The children left behind in the countryside work the small farm and spend their days studying in school. It is evident they love their grandmother, their recently departed grandfather, and would have difficulty recognizing their own parents. With no emotional bond, there is little regard for what their parents are giving up on their behalf, and no understanding of why they are going to school. The short answer is the striving for the ‘better life’ that is repeatedly referenced, but this is an elusive term. The children only know they do not want to be their parents, and that includes slaving away in class so they can continue to work their ass off as adults. The real answer for why the struggle is worth it all can only come through the understanding of many years and shared moments with one’s mother or father. This is where the parents fail, as they lack this crucial bond.

Why these two had children makes no sense to me, but I am part of this new generation that views those of the past with curiosity. Throughout human history, people have struggled to survive against nature, then struggled against each other in the organized warfare called society. Families formed the one unit worth trusting that could persevere through time. Now, individual children have enough access to information to know that they want more for themselves, in that there is something more to struggle for over and above survival. The parents here are insufferable, and it is no wonder the kids see them as annoying nags rather than role models. Leisure time seems a luxury, but those wasted hours are all that justify the work that swallows the bulk of our lives.

The son does not appear to care about school, and no amount of badgering by his mom or dad will make a difference. He only knows he does not want to work very hard. The daughter is clearly the great hope of the family, the smart one who will help support them all in the years to come. She is smart enough to see that if she drops out of school and goes to work, she will sock away enough cash to have a good time. Sounds impulsive and unwise, but we have all been there. Society expects us all to get a job and have kids, and anyone who avoids having a family is seen as odd and/or mentally ill.

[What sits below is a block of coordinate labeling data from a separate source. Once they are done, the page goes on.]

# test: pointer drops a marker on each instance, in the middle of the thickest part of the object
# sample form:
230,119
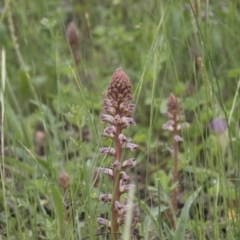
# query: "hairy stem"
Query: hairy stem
116,191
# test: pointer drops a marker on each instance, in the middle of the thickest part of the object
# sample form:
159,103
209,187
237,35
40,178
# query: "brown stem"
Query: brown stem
175,167
116,191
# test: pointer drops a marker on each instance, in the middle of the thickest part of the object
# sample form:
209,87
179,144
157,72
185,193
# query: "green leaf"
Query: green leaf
181,227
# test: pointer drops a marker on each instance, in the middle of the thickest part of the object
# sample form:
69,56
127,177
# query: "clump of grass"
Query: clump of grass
118,113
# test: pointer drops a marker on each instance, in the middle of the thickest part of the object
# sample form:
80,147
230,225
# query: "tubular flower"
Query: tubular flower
118,111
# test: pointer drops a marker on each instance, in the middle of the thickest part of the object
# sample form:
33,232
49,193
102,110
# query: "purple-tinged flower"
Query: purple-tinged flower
110,110
182,125
107,102
177,138
123,106
127,122
129,163
121,220
168,125
109,132
103,221
106,171
107,118
105,197
131,146
124,176
116,165
124,187
131,107
117,119
118,206
128,98
108,150
123,139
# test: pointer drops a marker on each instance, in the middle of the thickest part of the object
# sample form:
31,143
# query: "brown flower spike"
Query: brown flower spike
118,111
175,115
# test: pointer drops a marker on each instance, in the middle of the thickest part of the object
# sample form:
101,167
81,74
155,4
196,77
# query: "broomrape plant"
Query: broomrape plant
118,114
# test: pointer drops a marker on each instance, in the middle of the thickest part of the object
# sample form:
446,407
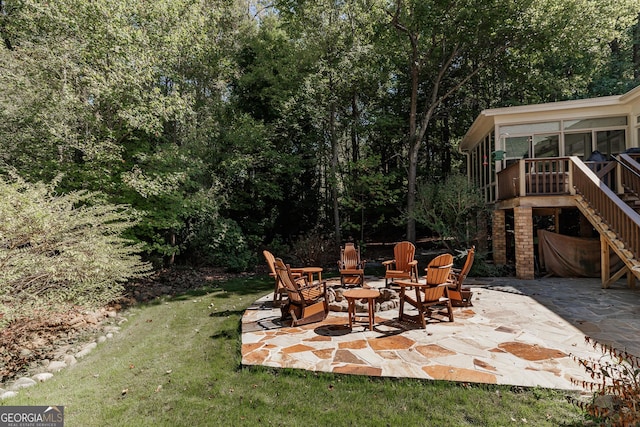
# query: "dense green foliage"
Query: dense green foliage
61,250
444,207
234,125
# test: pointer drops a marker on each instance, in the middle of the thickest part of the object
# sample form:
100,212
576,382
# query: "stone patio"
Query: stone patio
518,332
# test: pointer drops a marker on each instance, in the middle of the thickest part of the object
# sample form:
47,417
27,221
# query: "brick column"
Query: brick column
499,238
523,227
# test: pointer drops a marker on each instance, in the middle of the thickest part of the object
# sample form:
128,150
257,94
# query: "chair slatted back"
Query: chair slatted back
284,275
468,263
404,253
350,257
270,262
439,269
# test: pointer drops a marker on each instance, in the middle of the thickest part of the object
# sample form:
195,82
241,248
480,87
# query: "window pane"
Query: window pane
530,128
546,146
577,144
601,122
517,147
610,142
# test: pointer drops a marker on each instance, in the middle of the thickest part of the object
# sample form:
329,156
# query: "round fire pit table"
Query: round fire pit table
359,294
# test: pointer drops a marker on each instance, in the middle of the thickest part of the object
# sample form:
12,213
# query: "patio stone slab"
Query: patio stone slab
518,332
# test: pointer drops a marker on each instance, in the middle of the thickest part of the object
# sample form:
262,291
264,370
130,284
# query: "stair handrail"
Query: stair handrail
630,172
620,218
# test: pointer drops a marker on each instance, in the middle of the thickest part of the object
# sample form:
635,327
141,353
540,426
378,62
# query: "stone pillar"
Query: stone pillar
499,238
523,227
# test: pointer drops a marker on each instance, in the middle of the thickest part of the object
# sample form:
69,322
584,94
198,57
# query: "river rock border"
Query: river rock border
66,356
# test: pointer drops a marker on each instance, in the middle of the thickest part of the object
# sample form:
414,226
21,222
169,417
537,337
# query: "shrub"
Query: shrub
616,386
61,250
451,209
220,242
314,248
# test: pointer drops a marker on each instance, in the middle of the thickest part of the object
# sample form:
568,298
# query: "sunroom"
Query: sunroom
555,169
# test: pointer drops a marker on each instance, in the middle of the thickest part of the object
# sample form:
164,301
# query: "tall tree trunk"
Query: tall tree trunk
636,49
334,168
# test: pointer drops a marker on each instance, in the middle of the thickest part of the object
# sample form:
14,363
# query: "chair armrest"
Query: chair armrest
314,285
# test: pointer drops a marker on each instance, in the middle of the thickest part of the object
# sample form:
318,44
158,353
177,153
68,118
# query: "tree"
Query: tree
58,251
449,42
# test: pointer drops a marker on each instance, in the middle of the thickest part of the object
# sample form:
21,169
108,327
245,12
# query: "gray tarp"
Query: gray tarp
566,256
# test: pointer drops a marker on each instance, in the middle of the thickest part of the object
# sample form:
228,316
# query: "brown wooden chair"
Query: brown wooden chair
279,291
307,302
439,270
433,292
403,266
351,267
461,296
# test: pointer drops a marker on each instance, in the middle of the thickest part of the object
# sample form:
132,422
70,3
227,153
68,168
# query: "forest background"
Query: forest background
232,126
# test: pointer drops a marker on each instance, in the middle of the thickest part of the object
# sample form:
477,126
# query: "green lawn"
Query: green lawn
176,362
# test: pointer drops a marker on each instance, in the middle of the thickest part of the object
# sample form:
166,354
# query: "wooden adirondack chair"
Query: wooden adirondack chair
279,291
433,292
439,270
403,266
307,302
351,267
461,296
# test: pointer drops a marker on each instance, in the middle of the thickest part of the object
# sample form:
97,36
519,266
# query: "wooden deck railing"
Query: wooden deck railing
595,181
535,177
621,219
629,173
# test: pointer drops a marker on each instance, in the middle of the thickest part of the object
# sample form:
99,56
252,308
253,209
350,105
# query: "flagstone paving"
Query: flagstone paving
518,332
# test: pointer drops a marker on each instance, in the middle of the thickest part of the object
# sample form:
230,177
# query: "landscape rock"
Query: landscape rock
23,382
56,366
42,377
86,349
8,394
70,360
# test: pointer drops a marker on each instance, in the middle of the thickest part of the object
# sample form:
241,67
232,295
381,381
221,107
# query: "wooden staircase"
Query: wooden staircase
616,218
609,241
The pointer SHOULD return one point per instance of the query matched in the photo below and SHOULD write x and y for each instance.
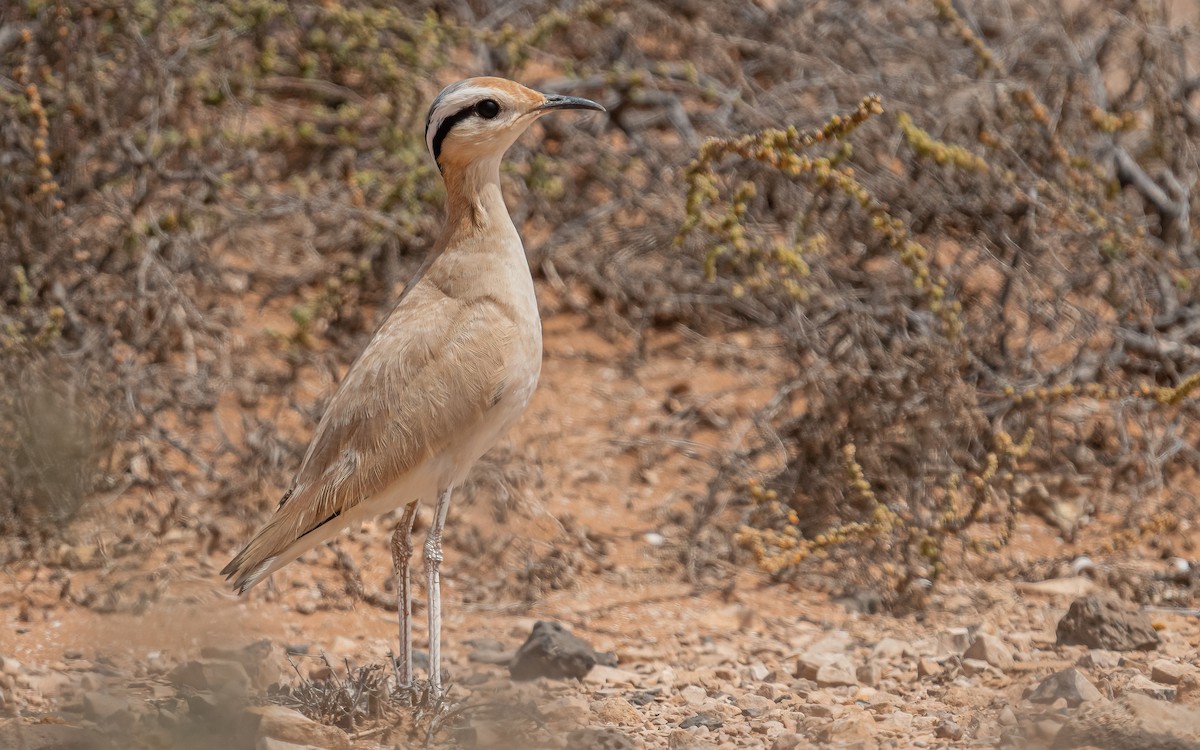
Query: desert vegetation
(967, 233)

Anyone who feels this sort of pressure is a fiction should listen to middle-aged women talk about their unmarried friends, or perhaps parents talking about their unmarried kids. Well, this girl wants to have a bit of fun, and given the example set by her parents, she cannot run away fast enough. Is it really any better to spend your entire life in an office or factory and die of a heart attack in your mid-sixties than have some fun and be in a lower tax bracket? Is it really intrinsically wiser to raise a family rather than be the best person you can be (whatever that means to you) on your own? Perhaps we will see a global population crash within the next fifty years thanks to this phenomenon. A planet full of young adults who only want to make goods they cannot themselves afford – and none of them really give a shit. I am not sure if Marx would have appreciated this joke.

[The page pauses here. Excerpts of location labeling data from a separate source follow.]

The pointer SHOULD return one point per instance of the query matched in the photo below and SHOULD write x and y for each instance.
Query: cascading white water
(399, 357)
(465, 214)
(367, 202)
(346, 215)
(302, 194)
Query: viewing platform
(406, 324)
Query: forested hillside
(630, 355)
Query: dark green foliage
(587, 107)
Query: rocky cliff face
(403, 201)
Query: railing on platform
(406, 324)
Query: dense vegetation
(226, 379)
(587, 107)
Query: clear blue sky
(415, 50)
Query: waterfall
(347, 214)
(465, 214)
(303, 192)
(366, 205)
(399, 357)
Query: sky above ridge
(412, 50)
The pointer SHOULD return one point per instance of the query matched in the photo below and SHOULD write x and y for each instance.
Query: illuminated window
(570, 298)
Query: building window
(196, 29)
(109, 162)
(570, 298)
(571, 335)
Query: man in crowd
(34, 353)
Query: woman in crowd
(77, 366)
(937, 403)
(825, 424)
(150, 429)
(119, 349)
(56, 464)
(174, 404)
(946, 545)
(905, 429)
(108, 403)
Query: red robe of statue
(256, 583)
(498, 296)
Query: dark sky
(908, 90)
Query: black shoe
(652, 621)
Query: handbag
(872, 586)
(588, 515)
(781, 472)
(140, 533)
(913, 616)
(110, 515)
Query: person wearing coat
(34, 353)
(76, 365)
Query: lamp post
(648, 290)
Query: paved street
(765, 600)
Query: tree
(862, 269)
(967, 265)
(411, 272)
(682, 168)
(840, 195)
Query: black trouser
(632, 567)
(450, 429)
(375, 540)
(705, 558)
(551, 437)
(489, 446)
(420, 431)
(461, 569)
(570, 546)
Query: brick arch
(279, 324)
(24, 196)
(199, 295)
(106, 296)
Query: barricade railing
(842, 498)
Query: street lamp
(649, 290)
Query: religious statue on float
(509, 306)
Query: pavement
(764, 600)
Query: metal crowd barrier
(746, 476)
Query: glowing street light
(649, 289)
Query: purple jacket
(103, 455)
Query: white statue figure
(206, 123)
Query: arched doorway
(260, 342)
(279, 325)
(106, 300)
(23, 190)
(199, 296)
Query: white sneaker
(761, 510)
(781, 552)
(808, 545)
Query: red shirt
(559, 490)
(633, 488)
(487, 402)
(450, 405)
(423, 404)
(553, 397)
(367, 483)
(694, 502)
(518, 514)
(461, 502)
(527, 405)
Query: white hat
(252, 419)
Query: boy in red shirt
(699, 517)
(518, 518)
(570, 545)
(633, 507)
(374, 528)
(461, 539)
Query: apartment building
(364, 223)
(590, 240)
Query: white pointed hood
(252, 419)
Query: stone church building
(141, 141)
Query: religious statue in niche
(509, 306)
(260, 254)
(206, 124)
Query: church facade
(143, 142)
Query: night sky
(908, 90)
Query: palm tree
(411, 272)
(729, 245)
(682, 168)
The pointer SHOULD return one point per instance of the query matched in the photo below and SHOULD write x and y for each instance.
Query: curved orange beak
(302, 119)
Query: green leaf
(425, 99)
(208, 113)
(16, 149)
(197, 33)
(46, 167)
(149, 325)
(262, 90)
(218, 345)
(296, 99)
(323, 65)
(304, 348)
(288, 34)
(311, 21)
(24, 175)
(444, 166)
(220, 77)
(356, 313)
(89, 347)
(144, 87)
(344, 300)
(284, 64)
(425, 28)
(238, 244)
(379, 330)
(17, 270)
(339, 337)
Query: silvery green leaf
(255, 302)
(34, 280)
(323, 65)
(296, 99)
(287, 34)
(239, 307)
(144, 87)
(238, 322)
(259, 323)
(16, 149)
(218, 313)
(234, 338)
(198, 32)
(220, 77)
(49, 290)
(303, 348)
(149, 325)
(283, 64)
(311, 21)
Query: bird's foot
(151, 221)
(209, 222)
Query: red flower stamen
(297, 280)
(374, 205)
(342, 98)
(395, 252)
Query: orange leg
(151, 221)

It is clear that the traditional family is in for a rough century, as most of the world lives this way. One agonizing scene in Last Train Home renders this with clarity, as an immense crowd pushes into a train station to make the New Year’s trip home. The crowd is so large that people are routinely injured; our subject parents wait five days in line for train tickets. And for what? The only reason for such an epic migration is to spend a few precious days with family. The connection is so tenuous that losing it altogether would scarcely make a difference. The daughter’s rebellious departure marks this broken link. I would hesitate to say this is the result of a capitalist system grinding away at the family unit, as these people genuinely wanted to live this way. Ambition requires sacrifice, and the husband and wife who left their oldest child behind when they were barely a year old made it clear what they would lose.

Last Train Home is tiring to watch; it would be impossible to tell such a story with any propulsive energy. Nonetheless, it is an important film, and one that is essential to get a flavor of our world economy. Essential, at least, for those of us who wear the clothing made in the sweatshops overseas that are indifferent to the lives of their workers.